The cast, comprised completely of young, yet excellent voices, gave a strong performance. Kendra Berentsen’s Juliet, Scott Ingham’s Romeo, Victor Starsky’s Tybalt, and Nicholas A. Wiggins’ Mercutio stood out from the rest. Ms. Berentsen sang Juliet with dedication, her gorgeously ringing high notes evoking the pathos and honesty that make her character so endearing. Mr. Ingham brought a great command and an even tone to his Romeo, flaunting a wide vocal range. Mr. Starsky obviously understood the heart of Tybalt and the strength of his voice matched the strength of his characterization. He displayed a sensitivity and musicality that exceeded the norm. Mr. Wiggins’ large-voiced Mercutio filled the hall with warmth, drawing the audience into his plight. Mezzo Rebecca Henry sang Gertrude with her beautifully rich and well-tempered voice and Joseph Beckwith portrayed Capulet with a nobility of presence and vocal tone.

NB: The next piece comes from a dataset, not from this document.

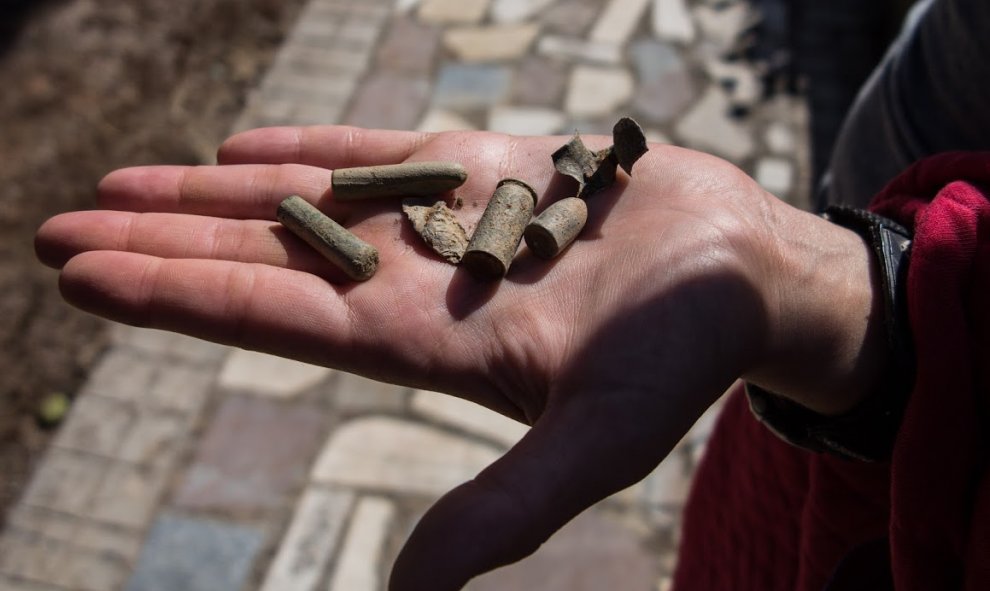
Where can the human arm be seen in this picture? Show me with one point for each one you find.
(682, 283)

Some highlights of the night included Kendra Berentsen’s “Ah, je veux vivre” and the balcony scene. Ms. Berentsen’s rendition of the aria was delicate, with a pulsing energy beneath that gave it the “butterflies in the stomach” feeling that Gounod wanted. The balcony scene worked perfectly in the space, the altar of the church transforming into Juliet’s perch. The exchange between the lovers was realistic and moving. The dramatic use of lighting throughout gave an increased intensity to the staging and the creative costuming (Joel Yapching) exposed the characters’ personalities while making the story more relatable to the audience.

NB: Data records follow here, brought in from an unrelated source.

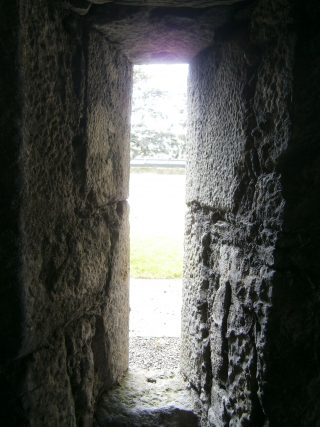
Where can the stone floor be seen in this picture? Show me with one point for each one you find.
(153, 393)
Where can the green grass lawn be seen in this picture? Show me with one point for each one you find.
(156, 221)
(156, 257)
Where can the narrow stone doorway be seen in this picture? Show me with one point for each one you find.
(153, 392)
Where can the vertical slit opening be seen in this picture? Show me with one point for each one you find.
(157, 209)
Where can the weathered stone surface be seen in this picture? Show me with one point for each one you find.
(251, 300)
(73, 222)
(170, 3)
(242, 332)
(158, 35)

New York Opera Exchange’s Roméo et Juliette is a perfect example of the power and honesty of small-space opera. They pushed beyond the traditional stage requirements and produced an equally-moving experience. Mr. Hager staged the scenes practically and dramatically while the cast provided all the emotional material. The orchestra, just the right size for the space and the opera, gave the performance that extra strength. Overall, it brought to life the inner turmoil and passion of the very human characters of Romeo and Juliet.